I read Our Stolen Future about 15 years ago and it discusses similar problems, focusing on the Great Lakes.
http://www.amazon.com/Our-Stolen-Future-Threatening-Intelligence/dp/0452274141/ref=sr_1_1?ie=UTF8&qid=1339366414&sr=8-1&keywords=our+stolen+future
Chris Lawson · 11 June 2012
eric · 11 June 2012
Chris Lawson - thanks for your response, I also had a very eyebrow-raising moment when I read that 50:100 figure. A smaller decrease I would've believed (was due to pollution, without any further evidence). But that is so big that, IMO, statistical shennanigans becomes a far more likely explanation. And bang, there's your post, identifying that this ratio occurred in a single sub-population in that region. Which makes it sound like someone drew the bullseye after they shot the arrow.
Still, even if the effect is smaller than reported, I pretty much agree with fnxtr's political point: so long as our country is ruled by rich men, stressing pollution's effect on male gonads may be one of the few conservation arguments that actually work.
Frank J · 11 June 2012
I don't see what all the fuss is about. Just do what millions of people have been demanding for decades. Just get rid of "chemicals." Start with this nasty stuff.

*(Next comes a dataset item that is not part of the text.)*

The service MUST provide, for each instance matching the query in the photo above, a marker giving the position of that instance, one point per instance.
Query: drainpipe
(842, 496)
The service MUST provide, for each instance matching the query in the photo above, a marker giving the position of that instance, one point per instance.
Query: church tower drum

BTW, I know I have been fighting a futile battle with the word "creationism" and its variants, but I'm even more militant when it comes to "chemical." If it were up to me, the word would never be used as a noun, and only sparingly as an adjective.
Chris Lawson · 11 June 2012
Eric,
I'm all in favour of robust political action to reduce pollution, but I think it's critical that we use the best evidence available. Dressing up unimpressive papers has an awful tendency to backfire and it turns a battle for best practice into a battle for political spin (and in a fight between dishonest bastards, the richer, more powerful bastard will generally win). Even if it helps the battle at hand, say reducing pollution in Sarnia, it can have unexpected knock-on effects, say increasing unwarranted fear of chemicals and feeding anti-vaccination rhetoric, or closing down chemical plants with good waste and safety practices along with the cowboy operators.